The first stage consists of identifying straightforward work to be ‘fast-tracked’ and thereby to maximise available resources to focus on more complex, and resource-intensive, work. ‘Fast-track’ cases comprise those valuations that are acceptable as offered, or that can be agreed, following minimal exchanges with the taxpayer. Those valuations that are acceptable for the ‘fast track’ will be returned within 20 working days of receipt.
The second stage involves valuations that cannot be accepted on initial appraisal being categorised into 4 graduated ‘work bands’, reflecting
- the number of properties
- the valuation difference; and
- the prospective tax at stake
A specified amount of time - that expected to be required to complete the valuation exercise - will be allocated immediately. If the initial time allocated proves insufficient the VOA will consider whether the issues, and potential tax at stake, warrant further time being allocated to the valuation. This may trigger an interim report, or phone call, to the IHT caseworker, to discuss tactics and a timetable for completion of the valuation.
The VOA instructions/procedures should ensure that
- Stage 1 is completed within 20 working days in all cases.

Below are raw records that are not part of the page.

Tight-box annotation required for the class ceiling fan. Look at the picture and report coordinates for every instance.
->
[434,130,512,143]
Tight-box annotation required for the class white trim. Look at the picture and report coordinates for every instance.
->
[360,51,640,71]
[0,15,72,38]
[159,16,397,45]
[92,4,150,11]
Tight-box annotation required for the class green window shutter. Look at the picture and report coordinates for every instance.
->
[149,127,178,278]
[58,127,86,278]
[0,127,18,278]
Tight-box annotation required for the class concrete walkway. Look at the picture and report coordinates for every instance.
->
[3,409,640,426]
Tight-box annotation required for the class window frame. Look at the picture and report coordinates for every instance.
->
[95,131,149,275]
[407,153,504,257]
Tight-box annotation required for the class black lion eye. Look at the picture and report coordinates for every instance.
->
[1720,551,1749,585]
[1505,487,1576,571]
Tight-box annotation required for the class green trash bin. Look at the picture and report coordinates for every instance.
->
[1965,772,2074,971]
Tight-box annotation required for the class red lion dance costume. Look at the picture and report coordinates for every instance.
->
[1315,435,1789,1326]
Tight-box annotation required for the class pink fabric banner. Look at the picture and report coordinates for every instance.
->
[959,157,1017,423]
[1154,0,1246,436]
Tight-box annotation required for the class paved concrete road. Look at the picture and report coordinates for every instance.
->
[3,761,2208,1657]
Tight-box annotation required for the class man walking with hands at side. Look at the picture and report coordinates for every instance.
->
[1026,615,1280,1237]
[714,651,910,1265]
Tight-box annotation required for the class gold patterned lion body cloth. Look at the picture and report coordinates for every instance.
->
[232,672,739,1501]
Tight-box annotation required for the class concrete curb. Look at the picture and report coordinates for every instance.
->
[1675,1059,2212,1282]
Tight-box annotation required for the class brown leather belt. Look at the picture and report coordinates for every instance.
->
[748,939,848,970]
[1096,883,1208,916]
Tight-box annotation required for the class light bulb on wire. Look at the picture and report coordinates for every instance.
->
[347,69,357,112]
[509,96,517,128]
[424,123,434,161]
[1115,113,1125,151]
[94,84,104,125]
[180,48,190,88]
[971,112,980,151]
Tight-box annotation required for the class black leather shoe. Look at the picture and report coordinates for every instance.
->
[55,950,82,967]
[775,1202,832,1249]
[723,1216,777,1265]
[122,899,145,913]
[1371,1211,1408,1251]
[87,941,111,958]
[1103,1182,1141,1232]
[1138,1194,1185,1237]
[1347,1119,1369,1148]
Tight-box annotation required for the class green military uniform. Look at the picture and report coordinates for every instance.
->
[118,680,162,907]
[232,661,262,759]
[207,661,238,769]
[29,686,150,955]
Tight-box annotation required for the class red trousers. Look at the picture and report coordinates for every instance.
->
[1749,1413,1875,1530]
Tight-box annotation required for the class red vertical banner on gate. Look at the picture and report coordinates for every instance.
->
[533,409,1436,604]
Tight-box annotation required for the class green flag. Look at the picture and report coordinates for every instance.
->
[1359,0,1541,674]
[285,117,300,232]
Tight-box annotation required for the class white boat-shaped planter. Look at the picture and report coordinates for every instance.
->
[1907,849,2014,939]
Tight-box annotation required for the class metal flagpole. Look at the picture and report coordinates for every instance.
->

For every case that cannot be accepted/completed by the end of the Stage 1, an initial letter should always be issued to the parties
- either to arrange inspection/make necessary further enquiries, or
- to issue an acknowledgement giving details of the appointed valuer and the anticipated timetable for follow-up contact
The Stage 2 time allocation process, the mechanism for determining whether further time should be allocated, if necessary (see above) and close management scrutiny of internal VOA procedures should each contribute to provide focussed reports that take proper, and full, account of the risk-based compliance strategy.